Reputation: 73
I have searched like crazy trying to find specifically how to read a row in a csv file.
I need to read a random row out of 1000, each of which has 3 columns. The first column has an email. I need to put in a random email, and get columns 2 and 3 out. (Python 2.7, csv file)
Example:
Name Date Color
Ray May Gray
Alex Apr Green
Ann Jun Blue
Kev Mar Gold
Rob May Black
Instead of column 1 row 3, I need [Ann], her whole row. This is a CSV file, with over 1000 names. I have to put in her name and output her whole row.
What I have tried
from collections import namedtuple
Entry = namedtuple('Entry', 'Name, Date, Color')

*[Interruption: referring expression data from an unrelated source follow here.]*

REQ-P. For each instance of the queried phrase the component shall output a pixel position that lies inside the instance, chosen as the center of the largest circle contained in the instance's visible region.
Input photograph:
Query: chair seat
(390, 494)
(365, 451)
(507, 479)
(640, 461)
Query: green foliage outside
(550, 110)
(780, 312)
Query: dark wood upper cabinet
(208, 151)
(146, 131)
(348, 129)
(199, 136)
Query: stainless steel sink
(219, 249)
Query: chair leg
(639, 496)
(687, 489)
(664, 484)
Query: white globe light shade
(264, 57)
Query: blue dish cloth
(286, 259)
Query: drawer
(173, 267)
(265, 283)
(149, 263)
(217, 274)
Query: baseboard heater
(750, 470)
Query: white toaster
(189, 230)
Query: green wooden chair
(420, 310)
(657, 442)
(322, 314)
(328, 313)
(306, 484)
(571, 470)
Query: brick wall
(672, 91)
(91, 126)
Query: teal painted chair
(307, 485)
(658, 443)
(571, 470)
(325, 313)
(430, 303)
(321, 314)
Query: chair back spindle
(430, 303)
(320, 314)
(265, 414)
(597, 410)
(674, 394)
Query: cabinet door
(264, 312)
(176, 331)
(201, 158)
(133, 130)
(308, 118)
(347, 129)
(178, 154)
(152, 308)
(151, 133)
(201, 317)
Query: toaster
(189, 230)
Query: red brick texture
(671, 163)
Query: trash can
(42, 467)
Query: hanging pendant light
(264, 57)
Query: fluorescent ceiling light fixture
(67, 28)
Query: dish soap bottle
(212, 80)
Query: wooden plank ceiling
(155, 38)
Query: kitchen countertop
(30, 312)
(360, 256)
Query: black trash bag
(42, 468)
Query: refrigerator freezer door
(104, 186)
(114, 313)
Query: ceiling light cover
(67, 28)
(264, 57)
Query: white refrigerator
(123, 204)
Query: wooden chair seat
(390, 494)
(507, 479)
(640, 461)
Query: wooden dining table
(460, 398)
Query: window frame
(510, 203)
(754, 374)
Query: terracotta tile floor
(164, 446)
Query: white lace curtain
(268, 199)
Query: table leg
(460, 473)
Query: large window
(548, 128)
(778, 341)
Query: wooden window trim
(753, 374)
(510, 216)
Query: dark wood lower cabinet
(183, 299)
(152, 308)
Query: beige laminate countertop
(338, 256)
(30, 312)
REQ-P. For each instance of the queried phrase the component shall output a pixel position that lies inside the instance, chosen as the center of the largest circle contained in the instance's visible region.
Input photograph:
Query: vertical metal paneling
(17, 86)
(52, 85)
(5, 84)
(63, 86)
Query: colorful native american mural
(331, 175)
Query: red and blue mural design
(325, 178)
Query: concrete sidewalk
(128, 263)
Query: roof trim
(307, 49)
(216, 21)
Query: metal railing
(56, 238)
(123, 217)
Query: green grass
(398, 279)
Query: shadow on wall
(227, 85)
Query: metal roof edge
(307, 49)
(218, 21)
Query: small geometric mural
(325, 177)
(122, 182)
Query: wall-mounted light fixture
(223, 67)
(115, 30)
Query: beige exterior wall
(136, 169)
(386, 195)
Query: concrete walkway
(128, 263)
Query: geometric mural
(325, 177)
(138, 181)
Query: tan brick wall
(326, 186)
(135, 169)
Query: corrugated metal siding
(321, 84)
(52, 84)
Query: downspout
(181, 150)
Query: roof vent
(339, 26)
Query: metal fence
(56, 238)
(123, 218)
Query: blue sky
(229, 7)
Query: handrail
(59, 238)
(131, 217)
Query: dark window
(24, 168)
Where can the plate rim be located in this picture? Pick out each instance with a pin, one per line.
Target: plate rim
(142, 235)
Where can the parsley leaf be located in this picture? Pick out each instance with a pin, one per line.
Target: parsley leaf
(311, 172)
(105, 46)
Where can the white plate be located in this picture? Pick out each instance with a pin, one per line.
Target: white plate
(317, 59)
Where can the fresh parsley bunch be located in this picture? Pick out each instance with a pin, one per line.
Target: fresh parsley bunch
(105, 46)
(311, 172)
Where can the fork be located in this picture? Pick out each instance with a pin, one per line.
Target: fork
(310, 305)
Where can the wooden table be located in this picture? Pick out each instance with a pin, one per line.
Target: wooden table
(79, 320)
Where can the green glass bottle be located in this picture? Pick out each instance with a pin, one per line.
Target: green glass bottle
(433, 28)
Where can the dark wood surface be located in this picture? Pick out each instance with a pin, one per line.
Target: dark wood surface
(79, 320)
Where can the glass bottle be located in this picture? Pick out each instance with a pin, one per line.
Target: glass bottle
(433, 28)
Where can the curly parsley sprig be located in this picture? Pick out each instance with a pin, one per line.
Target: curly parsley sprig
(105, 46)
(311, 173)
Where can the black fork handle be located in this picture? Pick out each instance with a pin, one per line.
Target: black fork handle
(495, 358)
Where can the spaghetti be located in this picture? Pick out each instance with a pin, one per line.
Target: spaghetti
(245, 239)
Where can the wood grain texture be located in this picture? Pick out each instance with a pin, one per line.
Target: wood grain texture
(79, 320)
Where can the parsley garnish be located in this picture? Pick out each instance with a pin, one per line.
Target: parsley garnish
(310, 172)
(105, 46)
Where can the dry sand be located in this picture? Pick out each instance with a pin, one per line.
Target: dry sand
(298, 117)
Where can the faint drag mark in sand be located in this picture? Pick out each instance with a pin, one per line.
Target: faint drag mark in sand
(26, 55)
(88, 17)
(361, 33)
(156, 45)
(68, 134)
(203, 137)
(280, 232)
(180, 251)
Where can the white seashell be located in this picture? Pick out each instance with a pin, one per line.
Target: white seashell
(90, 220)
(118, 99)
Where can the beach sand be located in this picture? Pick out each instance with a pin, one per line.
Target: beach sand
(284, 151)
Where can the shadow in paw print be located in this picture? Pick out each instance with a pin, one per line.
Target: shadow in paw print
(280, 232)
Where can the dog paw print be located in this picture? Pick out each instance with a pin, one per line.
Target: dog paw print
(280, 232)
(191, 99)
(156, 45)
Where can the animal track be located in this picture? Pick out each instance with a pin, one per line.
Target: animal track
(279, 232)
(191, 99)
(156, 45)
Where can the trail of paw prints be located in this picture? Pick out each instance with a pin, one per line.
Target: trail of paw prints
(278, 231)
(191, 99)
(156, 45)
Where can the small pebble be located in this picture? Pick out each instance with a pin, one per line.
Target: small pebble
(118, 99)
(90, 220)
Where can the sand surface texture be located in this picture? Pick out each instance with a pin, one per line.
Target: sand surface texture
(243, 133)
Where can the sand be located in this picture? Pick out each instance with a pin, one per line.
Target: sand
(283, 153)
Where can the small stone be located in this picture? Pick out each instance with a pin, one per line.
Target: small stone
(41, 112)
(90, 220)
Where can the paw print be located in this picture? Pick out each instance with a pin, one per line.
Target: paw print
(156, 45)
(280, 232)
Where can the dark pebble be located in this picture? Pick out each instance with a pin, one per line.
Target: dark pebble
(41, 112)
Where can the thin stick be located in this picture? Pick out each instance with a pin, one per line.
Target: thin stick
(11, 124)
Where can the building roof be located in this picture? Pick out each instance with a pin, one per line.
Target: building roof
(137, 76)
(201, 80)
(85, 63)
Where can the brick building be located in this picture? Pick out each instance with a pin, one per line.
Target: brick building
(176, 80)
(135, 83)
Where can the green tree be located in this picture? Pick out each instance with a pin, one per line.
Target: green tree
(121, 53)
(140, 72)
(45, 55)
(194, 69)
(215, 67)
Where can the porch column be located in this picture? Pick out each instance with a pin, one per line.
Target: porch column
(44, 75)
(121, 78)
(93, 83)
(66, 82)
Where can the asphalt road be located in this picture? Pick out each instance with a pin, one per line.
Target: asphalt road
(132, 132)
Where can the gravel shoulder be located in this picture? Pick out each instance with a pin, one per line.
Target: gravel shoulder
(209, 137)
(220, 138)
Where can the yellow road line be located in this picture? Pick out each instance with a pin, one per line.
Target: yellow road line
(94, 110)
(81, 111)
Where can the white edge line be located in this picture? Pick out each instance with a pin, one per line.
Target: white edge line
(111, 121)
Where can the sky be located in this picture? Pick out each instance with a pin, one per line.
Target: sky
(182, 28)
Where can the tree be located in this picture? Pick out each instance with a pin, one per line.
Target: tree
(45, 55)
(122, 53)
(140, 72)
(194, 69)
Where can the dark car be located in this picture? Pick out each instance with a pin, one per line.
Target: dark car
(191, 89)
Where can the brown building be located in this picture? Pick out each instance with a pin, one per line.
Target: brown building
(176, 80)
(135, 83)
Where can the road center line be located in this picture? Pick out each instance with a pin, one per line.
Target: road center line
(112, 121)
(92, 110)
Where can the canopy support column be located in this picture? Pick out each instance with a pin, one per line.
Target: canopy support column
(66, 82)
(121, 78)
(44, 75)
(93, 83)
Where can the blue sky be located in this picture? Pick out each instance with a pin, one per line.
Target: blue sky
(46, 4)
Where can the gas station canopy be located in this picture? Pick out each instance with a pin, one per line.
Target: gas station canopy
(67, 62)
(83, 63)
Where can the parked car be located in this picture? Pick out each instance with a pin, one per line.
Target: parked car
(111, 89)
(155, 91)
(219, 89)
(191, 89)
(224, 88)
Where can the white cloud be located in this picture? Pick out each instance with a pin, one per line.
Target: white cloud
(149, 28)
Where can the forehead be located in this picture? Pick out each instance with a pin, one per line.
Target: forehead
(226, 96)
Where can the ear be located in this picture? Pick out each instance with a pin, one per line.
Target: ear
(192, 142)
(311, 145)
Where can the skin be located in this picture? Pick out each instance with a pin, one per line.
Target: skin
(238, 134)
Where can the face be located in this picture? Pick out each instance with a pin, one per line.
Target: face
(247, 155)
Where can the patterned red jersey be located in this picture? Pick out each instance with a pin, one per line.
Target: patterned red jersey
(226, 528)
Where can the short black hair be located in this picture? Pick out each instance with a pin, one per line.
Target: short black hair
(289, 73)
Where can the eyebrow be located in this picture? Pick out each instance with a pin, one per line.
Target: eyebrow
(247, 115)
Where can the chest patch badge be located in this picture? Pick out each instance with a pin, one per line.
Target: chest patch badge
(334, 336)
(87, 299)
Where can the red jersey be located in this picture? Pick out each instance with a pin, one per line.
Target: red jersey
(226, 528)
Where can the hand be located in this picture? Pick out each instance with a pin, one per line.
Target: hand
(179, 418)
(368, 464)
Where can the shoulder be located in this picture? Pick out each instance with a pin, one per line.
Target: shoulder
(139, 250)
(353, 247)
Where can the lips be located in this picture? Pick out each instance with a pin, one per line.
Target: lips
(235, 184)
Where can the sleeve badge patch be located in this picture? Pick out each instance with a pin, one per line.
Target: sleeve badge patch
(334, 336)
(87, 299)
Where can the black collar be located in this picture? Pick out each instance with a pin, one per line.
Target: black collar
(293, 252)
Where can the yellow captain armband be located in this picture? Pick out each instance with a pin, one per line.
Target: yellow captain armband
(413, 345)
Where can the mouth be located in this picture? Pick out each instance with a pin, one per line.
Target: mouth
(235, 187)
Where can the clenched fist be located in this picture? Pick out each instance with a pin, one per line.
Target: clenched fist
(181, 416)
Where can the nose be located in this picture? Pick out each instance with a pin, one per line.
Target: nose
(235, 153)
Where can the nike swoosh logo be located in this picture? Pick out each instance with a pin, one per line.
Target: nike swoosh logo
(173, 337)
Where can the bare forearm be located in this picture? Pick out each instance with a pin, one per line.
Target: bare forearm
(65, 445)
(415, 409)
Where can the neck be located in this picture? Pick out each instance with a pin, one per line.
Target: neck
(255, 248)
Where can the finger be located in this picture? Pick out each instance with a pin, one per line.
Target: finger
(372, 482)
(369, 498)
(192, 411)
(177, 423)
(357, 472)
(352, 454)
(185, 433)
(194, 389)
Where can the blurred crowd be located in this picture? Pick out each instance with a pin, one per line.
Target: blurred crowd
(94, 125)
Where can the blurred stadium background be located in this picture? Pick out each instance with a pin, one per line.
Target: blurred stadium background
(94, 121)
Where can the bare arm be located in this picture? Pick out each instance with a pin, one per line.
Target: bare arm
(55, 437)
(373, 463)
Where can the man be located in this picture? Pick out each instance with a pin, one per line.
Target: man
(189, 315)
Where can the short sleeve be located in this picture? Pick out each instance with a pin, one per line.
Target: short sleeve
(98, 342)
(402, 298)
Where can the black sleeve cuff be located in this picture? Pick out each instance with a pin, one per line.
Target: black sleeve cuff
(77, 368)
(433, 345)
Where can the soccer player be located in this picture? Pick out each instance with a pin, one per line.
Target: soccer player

file_location = "C:/Users/abriman/Desktop/Book.csv"
ss_dict = {}
spreadsheet = file_location = "C:/Users/abriman/Desktop/Book.csv"
for row in spreadsheet:
entry = Entry(*tuple(row))
ss_dict['Ann']
And my error reads
Traceback (most recent call last):
File "<stdin>", line 2, in <module>
TypeError: __new__() takes exactly 4 arguments (2 given)
I have tried other ways too and got little to no result. I'm a beginner at python.
Upvotes: 1
Views: 6553
Reputation: 3088
Solution to your problem could be simple dictionary comprehension:
>>> Entry = namedtuple('Entry', 'Name, Date, Color')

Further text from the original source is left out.